May 17, 2026 | DESIGN & INTERIORS
KEHAI HOUSE
the EMPTY PRESENT
words Onur Basturk
photos Cesar Bejar + Gustavo Quiroz
In HW STUDIO’s latest residential project, architecture begins not with form, but with emptiness. Designed by architect Rogelio Vallejo Bores for himself, Kehai House is less a conventional home than the physical outcome of a long personal journey — one shaped by Zen philosophy, Japanese spatial thinking and the quiet discipline of living with less.

Located in Morelia, Mexico, the compact 95-square-metre house appears almost anonymous from the street: a silent, closed concrete box sitting calmly within the urban landscape. But crossing the threshold reveals something entirely different. At its centre lies a stone garden inspired by Kyoto temples — not decorative, but deeply structural. “The deepest idea of this house,” says Bores, “was that its centre would not be an object, but an empty present.”
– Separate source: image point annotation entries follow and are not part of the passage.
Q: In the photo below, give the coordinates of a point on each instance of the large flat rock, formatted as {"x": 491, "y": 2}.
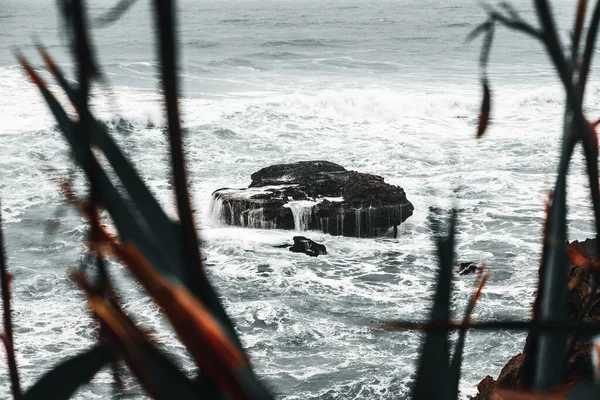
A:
{"x": 314, "y": 195}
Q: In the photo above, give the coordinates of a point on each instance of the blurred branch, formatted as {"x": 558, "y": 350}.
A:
{"x": 114, "y": 13}
{"x": 7, "y": 335}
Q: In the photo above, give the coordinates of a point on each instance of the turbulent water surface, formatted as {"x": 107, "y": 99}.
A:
{"x": 384, "y": 87}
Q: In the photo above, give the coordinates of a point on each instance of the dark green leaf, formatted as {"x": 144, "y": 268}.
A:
{"x": 64, "y": 379}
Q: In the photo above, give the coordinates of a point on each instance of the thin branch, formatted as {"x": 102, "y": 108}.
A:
{"x": 7, "y": 336}
{"x": 517, "y": 24}
{"x": 553, "y": 45}
{"x": 588, "y": 53}
{"x": 583, "y": 328}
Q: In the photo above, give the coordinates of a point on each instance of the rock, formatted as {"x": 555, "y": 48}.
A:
{"x": 579, "y": 366}
{"x": 306, "y": 246}
{"x": 317, "y": 195}
{"x": 468, "y": 268}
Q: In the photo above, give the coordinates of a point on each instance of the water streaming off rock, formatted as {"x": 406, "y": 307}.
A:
{"x": 383, "y": 87}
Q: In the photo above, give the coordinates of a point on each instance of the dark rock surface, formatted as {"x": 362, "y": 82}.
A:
{"x": 317, "y": 195}
{"x": 578, "y": 367}
{"x": 306, "y": 246}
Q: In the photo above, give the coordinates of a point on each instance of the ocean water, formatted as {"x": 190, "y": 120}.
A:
{"x": 384, "y": 87}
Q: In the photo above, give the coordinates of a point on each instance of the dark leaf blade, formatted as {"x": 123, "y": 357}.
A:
{"x": 7, "y": 335}
{"x": 432, "y": 370}
{"x": 63, "y": 380}
{"x": 115, "y": 12}
{"x": 159, "y": 376}
{"x": 551, "y": 347}
{"x": 486, "y": 48}
{"x": 456, "y": 363}
{"x": 484, "y": 115}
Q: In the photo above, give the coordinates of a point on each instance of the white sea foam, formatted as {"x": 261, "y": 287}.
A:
{"x": 387, "y": 102}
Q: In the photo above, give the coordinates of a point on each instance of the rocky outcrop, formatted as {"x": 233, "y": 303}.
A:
{"x": 467, "y": 268}
{"x": 578, "y": 366}
{"x": 314, "y": 195}
{"x": 306, "y": 246}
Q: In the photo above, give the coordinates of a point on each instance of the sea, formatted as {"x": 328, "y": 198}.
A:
{"x": 391, "y": 88}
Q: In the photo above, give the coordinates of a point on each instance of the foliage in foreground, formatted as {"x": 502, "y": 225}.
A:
{"x": 163, "y": 255}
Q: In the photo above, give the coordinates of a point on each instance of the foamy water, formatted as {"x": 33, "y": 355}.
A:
{"x": 381, "y": 87}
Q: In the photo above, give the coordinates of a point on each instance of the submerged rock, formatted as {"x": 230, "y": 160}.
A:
{"x": 317, "y": 195}
{"x": 578, "y": 365}
{"x": 306, "y": 246}
{"x": 468, "y": 268}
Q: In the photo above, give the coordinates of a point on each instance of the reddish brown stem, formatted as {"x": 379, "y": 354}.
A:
{"x": 7, "y": 337}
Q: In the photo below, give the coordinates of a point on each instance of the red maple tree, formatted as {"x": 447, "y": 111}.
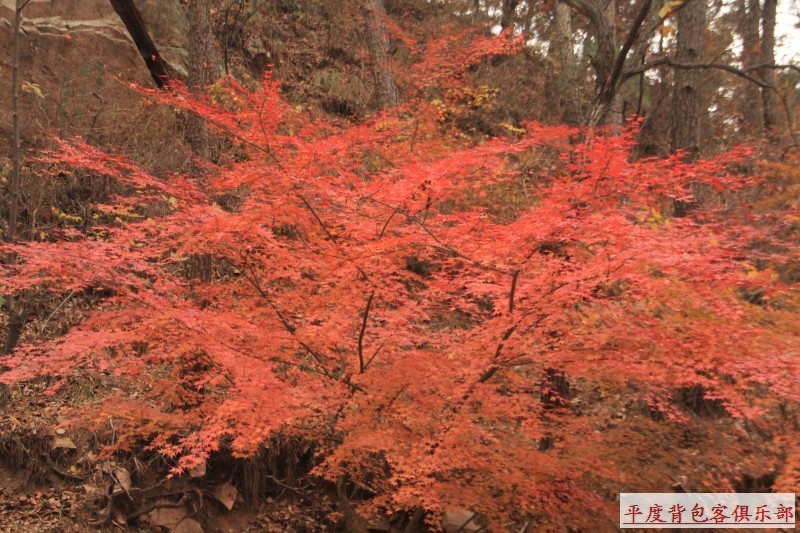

The project takes its name and spirit from Japanese sensibilities. Bores references writer and art critic Kakuzo Okakuraand his idea that “the void is absolutely powerful because it can contain everything.” That philosophy quietly guides the entire house. Here, absence becomes spatial richness. The stone garden acts almost like a silent core around which daily life unfolds. As in Zen temples, carefully placed rocks sit within grey gravel not to represent anything directly, but to provoke emotion and contemplation. Floating wooden platforms interrupt the composition like pauses within a sentence — spaces not simply to occupy, but to stop, observe and breathe.
ARCHITECTURE AS RITUAL
Budget limitations also became part of the architectural language. Rather than pursuing spectacle, Bores reduced the house to essentials. “Every coin had to speak with clarity; every centimetre had to make sense,” he explains. The result is an austere home with minimal glazing and only a few carefully framed views directed toward what truly matters: a mountain, a neighbouring pine tree and the tree at the centre of the courtyard.
Japanese references continue throughout the interiors, though never in a literal or nostalgic way. Shōji doors made from rice paper filter daylight into something softer and slower. “The day doesn’t rush in — it reclines,” says Bores. Shadow here is treated not as the absence of light, but as its most delicate form.
The house unfolds almost like a sequence of quiet rituals. On one side sits the double-height kitchen and dining area; on the other, a contemplative living room where large stones rest like islands in a silent landscape. There is no covered corridor between them. “If it rains, you get wet… or you wait for the rain to stop,” says Bores. Architecture here does not shield life from nature, but reconnects the two.

IT WASN’T MADE TO IMPRESS, BUT TO ENDURE IN SILENCE
Perhaps the most telling gesture arrives at the entrance. Rather than ascending into the house, visitors descend into it — a move inspired partly by practical construction logic, but also by spiritual symbolism. Bores compares it to passing through the torii gate of an invisible shrine: an act requiring humility before entering.
In many ways, Kehai House feels increasingly rare within contemporary residential architecture. It avoids openness as performance, rejects excess and replaces visual noise with stillness. The architect himself describes it best through a Japanese understanding of beauty: not what lasts forever, but what is fragile, incomplete and quietly disappearing. “This house was not made to impress,” he says. “It was made to endure in silence.”